ともあれ、かねてより綿密に計画された漢王朝転覆計画は、まず184年3月に行われるはずであった。しかし、王朝内応の任を負っていた馬元義が逮捕されたことで焦りが生じ、2月ごろに内応抜きで挙兵した。そしてこれに呼応する形で各地で黄巾党員や信者が蜂起。潁川では波才が、南陽では張曼成が指揮を執り、駐屯する官軍と戦った。また三国志演義では後に蜀の武将となる周倉や廖化なども、この時代では黄巾党に加担していたという。
しかし漢王朝の本拠たる洛陽は早々に防備を固められ、その間に何進を大将軍とする官軍が集まり、皇甫嵩、朱儁、曹操、盧植、孫堅らが討伐軍として編成された。これらが各地で討伐に当たったため、やがて黄巾党軍は劣勢となった。折しも指導者張角の病死により求心力が弱まったこともあり、張梁・張宝の討伐と共に大規模な乱は収束した。
だが、呼応した残党や農民は各地に散逸し、乱の後も各所で蜂起を起こした。特に青州の黄巾党は刺史であった劉岱を攻め滅ぼすほどの大勢力になったが、後に曹操の攻撃を受けて100万余が帰順したという。

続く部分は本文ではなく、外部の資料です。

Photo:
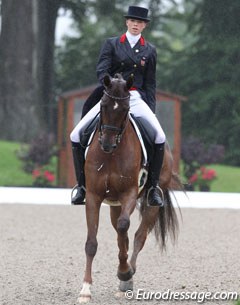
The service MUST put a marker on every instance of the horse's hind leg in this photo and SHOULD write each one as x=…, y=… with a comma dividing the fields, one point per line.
x=149, y=218
x=92, y=214
x=120, y=222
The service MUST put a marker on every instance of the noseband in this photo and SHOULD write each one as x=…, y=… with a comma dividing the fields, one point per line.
x=111, y=127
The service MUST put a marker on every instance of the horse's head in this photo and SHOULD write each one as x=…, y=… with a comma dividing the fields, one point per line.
x=114, y=111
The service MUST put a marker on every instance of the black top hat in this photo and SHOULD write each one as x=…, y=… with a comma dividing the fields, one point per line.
x=137, y=12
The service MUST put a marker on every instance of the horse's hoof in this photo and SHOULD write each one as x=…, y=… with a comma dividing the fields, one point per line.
x=84, y=299
x=85, y=294
x=119, y=295
x=125, y=276
x=126, y=285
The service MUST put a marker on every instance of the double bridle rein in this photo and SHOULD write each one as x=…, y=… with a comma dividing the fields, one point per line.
x=118, y=130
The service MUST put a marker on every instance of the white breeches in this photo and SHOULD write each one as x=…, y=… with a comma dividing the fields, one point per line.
x=137, y=106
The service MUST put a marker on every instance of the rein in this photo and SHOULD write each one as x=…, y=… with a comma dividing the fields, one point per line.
x=116, y=97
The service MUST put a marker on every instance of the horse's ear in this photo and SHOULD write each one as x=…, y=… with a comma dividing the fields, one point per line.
x=129, y=82
x=107, y=80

また、黄巾の乱やその後の何進・十常侍・袁紹による政争劇、董卓による洛陽での暴虐などを受け、当時中国の中心地であった洛陽近辺の治安が悪化し、同地に住む知識人はより南にある荊州・揚州・益州・交州などに移住した。これら移住文人により中国南部の文化水準が拡充された結果独立の機運が高まり、劉璋・劉表・士燮などが群雄として立ったのである。その中でも有名なのが孫一族、すなわち孫堅である。また、劉備が都合よく軍師を見つけられたのもこれによるものが大きい。

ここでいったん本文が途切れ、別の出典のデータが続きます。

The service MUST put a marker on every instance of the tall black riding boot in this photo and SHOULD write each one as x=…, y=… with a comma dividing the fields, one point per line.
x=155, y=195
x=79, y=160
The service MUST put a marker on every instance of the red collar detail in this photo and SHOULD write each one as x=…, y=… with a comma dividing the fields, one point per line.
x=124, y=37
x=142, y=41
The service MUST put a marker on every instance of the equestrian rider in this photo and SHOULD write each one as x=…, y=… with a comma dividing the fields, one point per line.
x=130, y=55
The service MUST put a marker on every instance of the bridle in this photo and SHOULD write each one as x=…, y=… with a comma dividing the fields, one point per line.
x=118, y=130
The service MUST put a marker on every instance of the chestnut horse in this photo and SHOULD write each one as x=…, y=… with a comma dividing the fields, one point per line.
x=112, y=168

これをして、黄巾の乱が三国時代の幕開けとなり、必要とされる理由となる。漢王室に集積させられていたカードが乱によって今一度シャッフルされ、各群雄に平等に配られたのである。(蒼天航路では曹操が同様の解説をする。)
各メディアの張角
NHK人形劇
同門である張角と劉備。秘密集会へ案内された劉備が張角の誘いを断り、決別する。
コーエー「三國志」シリーズ
「三國志Ⅴ」から最初のシナリオとして固定されている(PC版VIIを除く)。
最近の作品では軍に属さず、『黄巾』という独立した区分として扱われる。爵位を受けることは出来ないが、代わりに率いることができる兵がはじめから多いのが特徴。

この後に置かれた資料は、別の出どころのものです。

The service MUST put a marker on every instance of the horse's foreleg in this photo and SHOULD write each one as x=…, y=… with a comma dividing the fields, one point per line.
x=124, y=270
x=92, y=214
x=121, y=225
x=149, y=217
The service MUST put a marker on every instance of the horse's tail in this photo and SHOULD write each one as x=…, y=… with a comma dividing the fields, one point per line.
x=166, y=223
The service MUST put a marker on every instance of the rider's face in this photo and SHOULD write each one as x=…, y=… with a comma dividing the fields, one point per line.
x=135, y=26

初登場から魅力99と劉備と並んで全武将中1位タイだったが、「三國志VII」では一旦下がった。
「三國志VIII」では魅力99に戻り、98で据え置かれた劉備を上回り全武将中単独1位となった。また、領内に賊が発生しないという特徴があった。
「三國志11」では攻撃する際、黄巾に属していればスローガンを叫ぶ事がある。
荀彧だろうと孔明だろうと「蒼!天!已!死! 黄!天!當!立!」と叫ぶ。
能力一覧 | 統率 | 武力 | 知力 | 政治 | 魅力 |
三國志V | - | 50 | 95 | 88 | 99 |
三國志VI | 93 | 25 | 93 | 80 | 99 |
三國志VII | - | 63 | 83 | 87 | 86 |
三國志VIII | - | 51 | 81 | 80 | 99 |
三國志IX | 92 | 26 | 87 | 81 | - |
三國志X | 90 | 27 | 86 | 80 | 98 |
三國志11 | 86 | 25 | 86 | 80 | 98 |
三國志12 | 87 | 25 | 86 | 80 | - |
三國志13 | 87 | 25 | 86 | 80 | - |
三國志14 | 89 | 25 | 86 | 80 | 98 |
ニコニコ歴史戦略ゲー
張角を主役とした天公将軍張角の挑戦が有名。東方含むオリキャラや改造有の動画なので苦手な方は注意。
真・三國無双における張角
杖を武器とする(無印のみ剣)が、なぜか杖の先から火炎を噴射する、怪しい教祖のような武将になってしまっている。その独特なモーションや妖しいセリフが特徴的であり、作品によって強さがまちまちながら強烈な印象を残すことが多い。火を噴くモーションが災いして武器属性はあまり使えない火で固定になるのはご愛敬。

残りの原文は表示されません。